Case in point, my first film of the day. ‘Festival’ is a quirky, ensemble piece about the goings on behind the scenes at the legendary Edinburgh Fringe Festival.

Strike One: The movie wants us to know that entertainers, comedians in particular, are a selfish, miserable lot… I could have told you that for free!

Strike Two: “Quirky” in this case translates into unlikable. It’s hard to relate to any one character in a story where they’re all either bitching and moaning, acting like pricks or just plain dumb.

Strike Three: The one person we end up rooting for, a superstar comedian’s beaten-down assistant, has a chance to change her life for the better when she walks out on her employer and meets an attractive, normal guy in a pub. But instead of accepting his offer of a dinner date, she lowers her head and says she has to get back to work. The moment she gave up on happiness, I gave up on the film.

I had barely enough time to pee before the start of the next screening in the same venue, ‘Shanghai Dreams’. An announcement was made before the lights went down that the film was two hours long, and two hours later when the lights came back up that’s all the crowd seemed to be talking about. Their loss—‘Shanghai Dreams’ was everything that ‘Festival’ was not, a compelling story with complex characters that you could hate yet understand at the same time.

‘Shanghai Dreams’ answers the question “What if Romeo raped Juliet?”, which should give you a clue that it wasn’t exactly a comedy. The many long takes in the film added to the bleak picture of life for a relocated community of factory workers and their families in the interior of China in the 1980s.

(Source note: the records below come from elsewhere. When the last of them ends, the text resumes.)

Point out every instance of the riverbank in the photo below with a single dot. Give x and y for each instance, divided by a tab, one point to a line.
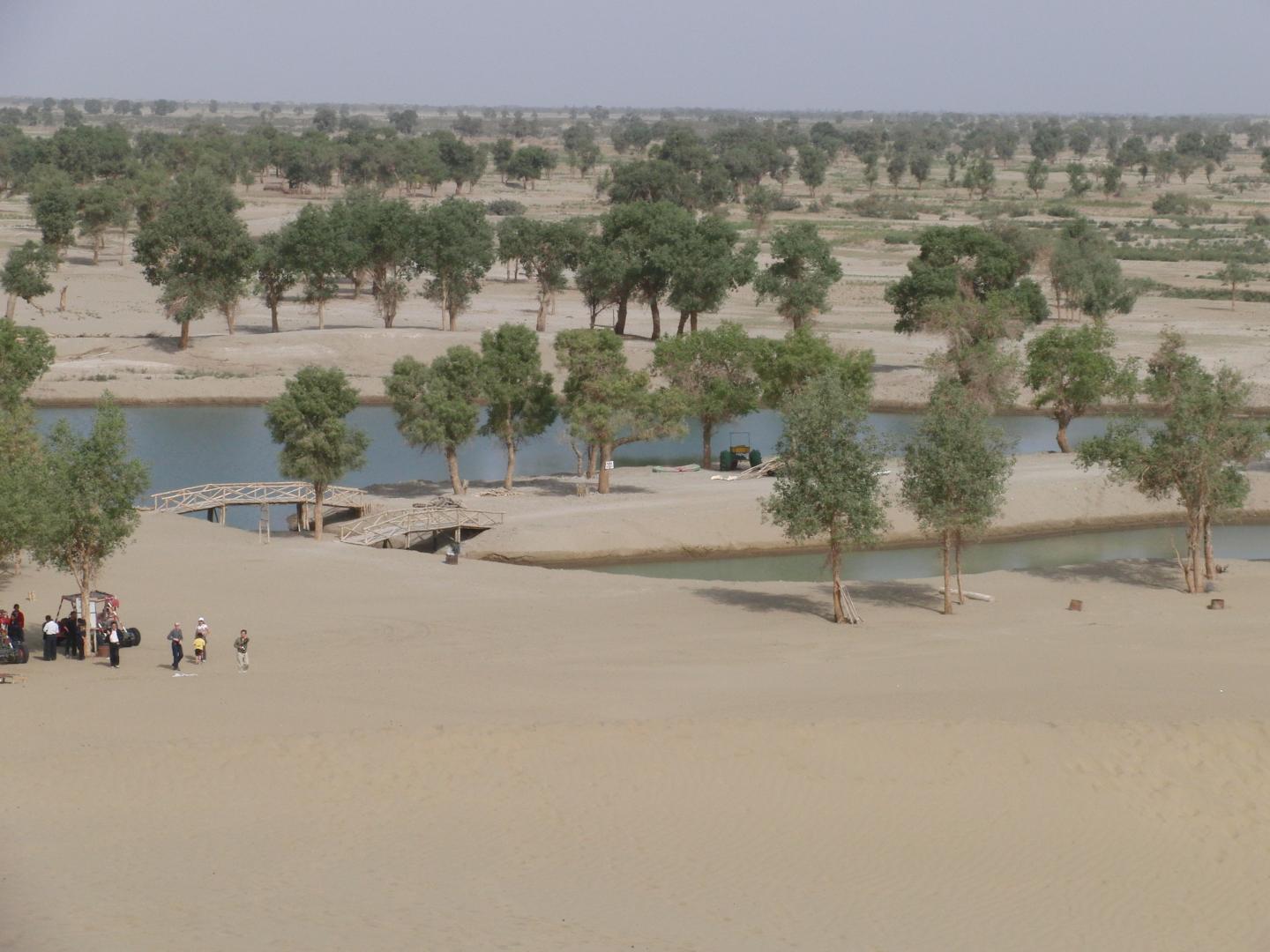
571	761
689	514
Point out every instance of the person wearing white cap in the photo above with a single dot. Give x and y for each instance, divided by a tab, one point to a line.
201	632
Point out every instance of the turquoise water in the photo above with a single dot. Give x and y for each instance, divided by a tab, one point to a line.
920	562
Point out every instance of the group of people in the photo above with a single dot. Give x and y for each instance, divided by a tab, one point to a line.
201	631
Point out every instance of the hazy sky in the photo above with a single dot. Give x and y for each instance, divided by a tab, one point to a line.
918	55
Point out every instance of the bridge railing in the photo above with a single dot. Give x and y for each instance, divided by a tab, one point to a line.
213	495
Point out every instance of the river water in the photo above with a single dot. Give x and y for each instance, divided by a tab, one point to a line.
920	562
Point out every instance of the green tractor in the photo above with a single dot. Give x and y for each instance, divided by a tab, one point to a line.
738	450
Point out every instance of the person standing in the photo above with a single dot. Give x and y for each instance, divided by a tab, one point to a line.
240	648
176	651
51	629
18	626
202	631
113	637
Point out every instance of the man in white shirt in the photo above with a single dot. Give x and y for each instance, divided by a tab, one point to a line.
51	629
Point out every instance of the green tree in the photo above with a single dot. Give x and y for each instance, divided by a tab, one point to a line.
198	250
709	264
455	245
606	404
1086	274
714	371
26	274
89	489
1077	179
519	397
955	471
98	211
546	251
26	354
967	262
310	249
830	481
784	367
1072	371
800	276
1198	456
1036	175
813	164
979	176
1111	176
1233	274
436	404
276	271
308	419
759	204
55	207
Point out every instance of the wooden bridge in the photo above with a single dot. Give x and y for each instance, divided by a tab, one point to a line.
213	498
424	517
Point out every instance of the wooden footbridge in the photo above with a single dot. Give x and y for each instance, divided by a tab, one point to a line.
444	516
213	498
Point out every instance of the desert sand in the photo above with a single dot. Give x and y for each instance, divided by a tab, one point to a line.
487	755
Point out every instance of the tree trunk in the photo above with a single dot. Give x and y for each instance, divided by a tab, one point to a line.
620	324
1209	560
606	453
1064	420
947	582
542	311
511	464
319	492
452	465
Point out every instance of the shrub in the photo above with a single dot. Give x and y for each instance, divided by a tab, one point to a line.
504	207
1175	204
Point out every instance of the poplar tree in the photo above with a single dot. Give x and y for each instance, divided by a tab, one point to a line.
436	405
517	391
955	472
830	480
308	419
714	369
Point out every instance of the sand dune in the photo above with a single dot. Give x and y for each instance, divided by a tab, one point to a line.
498	756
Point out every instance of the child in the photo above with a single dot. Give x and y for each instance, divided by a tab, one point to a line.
240	646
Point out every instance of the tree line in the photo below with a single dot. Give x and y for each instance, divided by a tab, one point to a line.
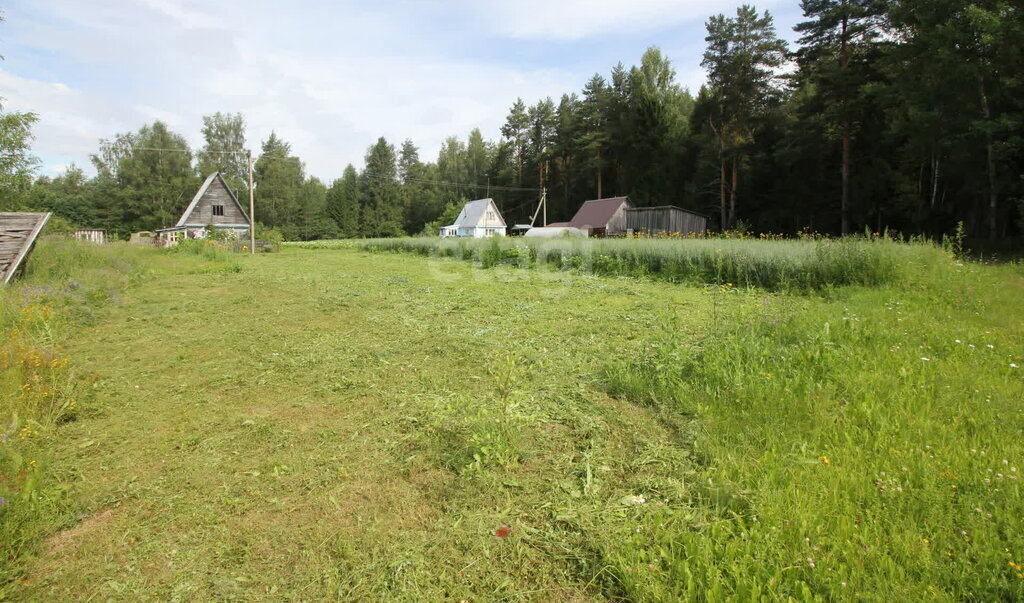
904	115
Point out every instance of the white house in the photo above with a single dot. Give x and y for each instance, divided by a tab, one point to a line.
478	218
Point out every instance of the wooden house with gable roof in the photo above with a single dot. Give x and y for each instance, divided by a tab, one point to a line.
477	219
214	204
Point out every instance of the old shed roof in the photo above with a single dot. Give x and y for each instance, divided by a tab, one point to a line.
597	213
17	232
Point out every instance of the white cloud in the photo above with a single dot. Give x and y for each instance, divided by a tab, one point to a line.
328	78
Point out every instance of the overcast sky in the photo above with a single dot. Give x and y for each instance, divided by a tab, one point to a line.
329	77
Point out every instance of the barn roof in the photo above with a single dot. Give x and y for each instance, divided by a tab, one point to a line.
202	191
17	233
666	207
597	213
471	212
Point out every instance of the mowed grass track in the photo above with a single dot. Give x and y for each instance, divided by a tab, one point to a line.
344	424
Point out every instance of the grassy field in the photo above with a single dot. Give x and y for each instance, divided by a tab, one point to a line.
340	423
786	265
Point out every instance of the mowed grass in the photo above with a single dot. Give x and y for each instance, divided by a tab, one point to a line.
354	425
344	424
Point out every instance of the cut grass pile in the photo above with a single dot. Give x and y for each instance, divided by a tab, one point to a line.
793	265
342	424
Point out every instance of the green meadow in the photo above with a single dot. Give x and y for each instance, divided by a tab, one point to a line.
650	420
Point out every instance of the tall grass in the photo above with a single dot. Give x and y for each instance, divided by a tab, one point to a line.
777	265
864	448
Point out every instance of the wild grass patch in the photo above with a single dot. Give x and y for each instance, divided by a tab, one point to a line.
867	447
776	265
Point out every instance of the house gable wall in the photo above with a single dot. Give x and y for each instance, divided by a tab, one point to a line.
216	194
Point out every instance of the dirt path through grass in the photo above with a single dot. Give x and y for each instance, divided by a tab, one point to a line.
342	424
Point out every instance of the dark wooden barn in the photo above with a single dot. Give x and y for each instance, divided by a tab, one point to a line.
666	218
601	217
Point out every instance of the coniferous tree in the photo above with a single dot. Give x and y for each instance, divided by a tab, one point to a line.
343	203
279	179
838	40
742	53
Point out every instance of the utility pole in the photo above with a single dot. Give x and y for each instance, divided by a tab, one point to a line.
252	208
544	202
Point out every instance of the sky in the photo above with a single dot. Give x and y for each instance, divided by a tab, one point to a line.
329	77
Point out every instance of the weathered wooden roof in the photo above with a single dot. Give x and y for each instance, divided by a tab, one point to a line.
17	233
473	211
202	191
665	208
598	212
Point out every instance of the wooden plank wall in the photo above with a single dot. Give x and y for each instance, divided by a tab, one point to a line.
665	219
216	195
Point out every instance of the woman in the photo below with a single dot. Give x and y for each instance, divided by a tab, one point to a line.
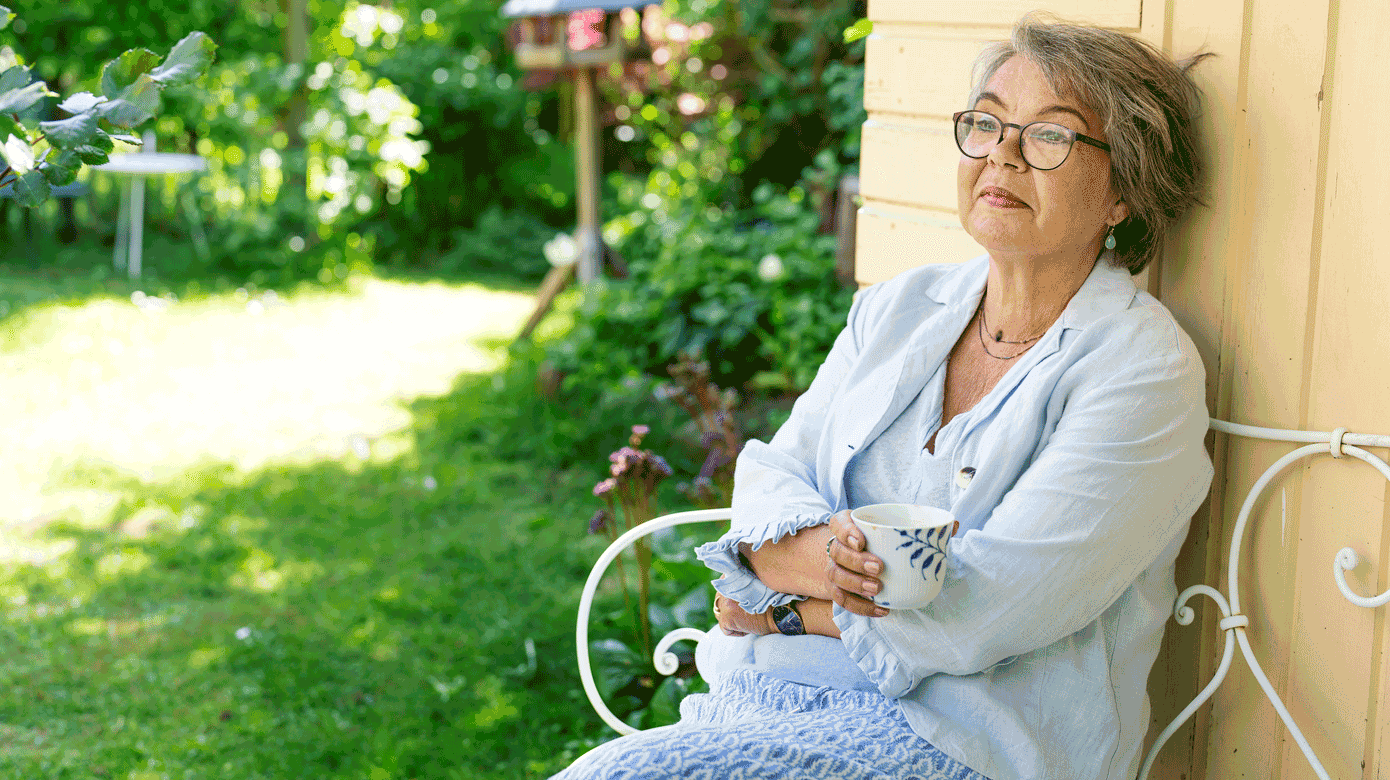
1055	410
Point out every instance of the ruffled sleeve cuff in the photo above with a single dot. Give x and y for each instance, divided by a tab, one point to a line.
872	654
740	583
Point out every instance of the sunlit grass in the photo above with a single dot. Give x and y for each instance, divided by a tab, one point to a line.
148	387
238	544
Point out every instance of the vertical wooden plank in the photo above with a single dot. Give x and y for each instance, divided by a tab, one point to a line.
1203	285
1336	648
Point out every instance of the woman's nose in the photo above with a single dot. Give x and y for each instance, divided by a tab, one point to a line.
1007	152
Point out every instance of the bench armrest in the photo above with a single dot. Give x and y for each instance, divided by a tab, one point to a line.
663	659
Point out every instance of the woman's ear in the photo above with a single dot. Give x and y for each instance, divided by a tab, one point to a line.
1118	213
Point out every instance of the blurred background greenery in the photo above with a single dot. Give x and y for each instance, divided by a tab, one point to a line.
355	548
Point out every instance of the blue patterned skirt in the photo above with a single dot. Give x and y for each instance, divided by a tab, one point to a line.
754	726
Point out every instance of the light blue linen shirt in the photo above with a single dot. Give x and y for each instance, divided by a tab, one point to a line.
1089	465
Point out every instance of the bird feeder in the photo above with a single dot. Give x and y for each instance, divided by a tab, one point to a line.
577	36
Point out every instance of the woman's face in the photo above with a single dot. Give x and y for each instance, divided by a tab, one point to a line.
1018	212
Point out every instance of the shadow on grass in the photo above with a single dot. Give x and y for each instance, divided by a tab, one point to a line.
362	618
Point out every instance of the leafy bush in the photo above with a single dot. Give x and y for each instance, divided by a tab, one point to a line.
744	295
39	155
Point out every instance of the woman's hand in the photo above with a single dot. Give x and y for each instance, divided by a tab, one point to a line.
852	574
734	622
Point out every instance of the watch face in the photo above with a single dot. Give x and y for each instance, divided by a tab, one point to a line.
788	620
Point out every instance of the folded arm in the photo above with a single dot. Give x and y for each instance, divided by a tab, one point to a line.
1119	477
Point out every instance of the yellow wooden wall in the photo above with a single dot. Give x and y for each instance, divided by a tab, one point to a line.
1285	288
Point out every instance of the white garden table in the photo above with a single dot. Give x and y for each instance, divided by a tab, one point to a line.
129	227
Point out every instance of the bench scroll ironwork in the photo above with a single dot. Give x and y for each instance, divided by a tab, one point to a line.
1233	623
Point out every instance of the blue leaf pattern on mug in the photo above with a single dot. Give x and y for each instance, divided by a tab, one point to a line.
927	548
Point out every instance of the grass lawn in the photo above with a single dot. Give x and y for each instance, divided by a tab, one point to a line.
253	535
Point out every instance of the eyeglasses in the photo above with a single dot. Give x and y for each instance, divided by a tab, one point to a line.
1043	145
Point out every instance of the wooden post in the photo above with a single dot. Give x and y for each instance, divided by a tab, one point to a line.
296	109
587	175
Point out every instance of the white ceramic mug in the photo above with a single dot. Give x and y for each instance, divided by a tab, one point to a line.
912	544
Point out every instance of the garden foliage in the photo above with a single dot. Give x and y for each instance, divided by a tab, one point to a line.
39	155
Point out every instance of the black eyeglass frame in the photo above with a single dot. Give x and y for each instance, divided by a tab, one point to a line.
1004	127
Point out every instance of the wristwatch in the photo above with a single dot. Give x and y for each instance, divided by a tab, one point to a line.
788	620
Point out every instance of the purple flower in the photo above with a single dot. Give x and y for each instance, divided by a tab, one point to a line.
659	466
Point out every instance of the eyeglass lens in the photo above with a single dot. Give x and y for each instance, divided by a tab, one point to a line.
1045	145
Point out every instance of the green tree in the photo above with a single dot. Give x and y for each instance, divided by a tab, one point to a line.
39	155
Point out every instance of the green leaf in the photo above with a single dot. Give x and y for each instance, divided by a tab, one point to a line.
14	78
92	153
21	99
59	174
135	104
31	189
10	127
125	70
188	60
66	134
859	29
17	155
79	103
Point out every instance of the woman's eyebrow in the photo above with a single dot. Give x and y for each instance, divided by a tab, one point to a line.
1000	102
1065	110
993	98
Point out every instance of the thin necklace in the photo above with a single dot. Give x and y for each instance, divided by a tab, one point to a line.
1000	338
980	330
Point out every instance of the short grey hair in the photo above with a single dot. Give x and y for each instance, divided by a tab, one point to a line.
1147	103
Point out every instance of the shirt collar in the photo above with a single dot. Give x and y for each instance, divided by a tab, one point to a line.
1107	289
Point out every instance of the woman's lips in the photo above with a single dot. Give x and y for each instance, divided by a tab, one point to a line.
1001	198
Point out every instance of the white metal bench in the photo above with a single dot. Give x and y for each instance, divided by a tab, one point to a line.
1339	444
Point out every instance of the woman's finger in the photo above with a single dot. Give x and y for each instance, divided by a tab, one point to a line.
858	584
856	604
848	551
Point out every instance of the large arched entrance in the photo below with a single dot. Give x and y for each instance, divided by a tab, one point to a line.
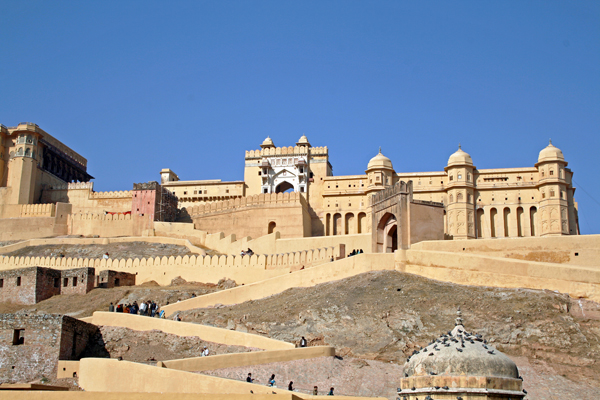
387	234
284	187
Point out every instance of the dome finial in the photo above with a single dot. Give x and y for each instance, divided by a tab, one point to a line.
458	320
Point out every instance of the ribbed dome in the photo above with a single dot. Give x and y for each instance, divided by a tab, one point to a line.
303	141
460	353
551	153
460	157
268	142
380	162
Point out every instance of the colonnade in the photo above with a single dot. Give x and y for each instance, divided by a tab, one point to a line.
347	223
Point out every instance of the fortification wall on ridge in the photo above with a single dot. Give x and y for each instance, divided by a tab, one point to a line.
207	269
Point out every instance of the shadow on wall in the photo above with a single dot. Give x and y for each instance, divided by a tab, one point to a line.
96	347
183	216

But those same long takes were exactly what people were complaining about as they shuffled out onto the street afterwards.

Maybe they were just miffed that they couldn’t get tickets to the sold-out audience with local resident Michael Douglas on the other side of town…

Film quote of the day:

“Is this a play?”

…. Asked by a passer-by after witnessing a huge argument between a comedy star and his agent in ‘Festival’.

Most disturbing image of the festival so far:

A Chinese teenager in bell bottoms and polyester shirt (with epaulets) doing his best Saturday Night Fever routine at an underground dance party in ‘Shanghai Dreams’.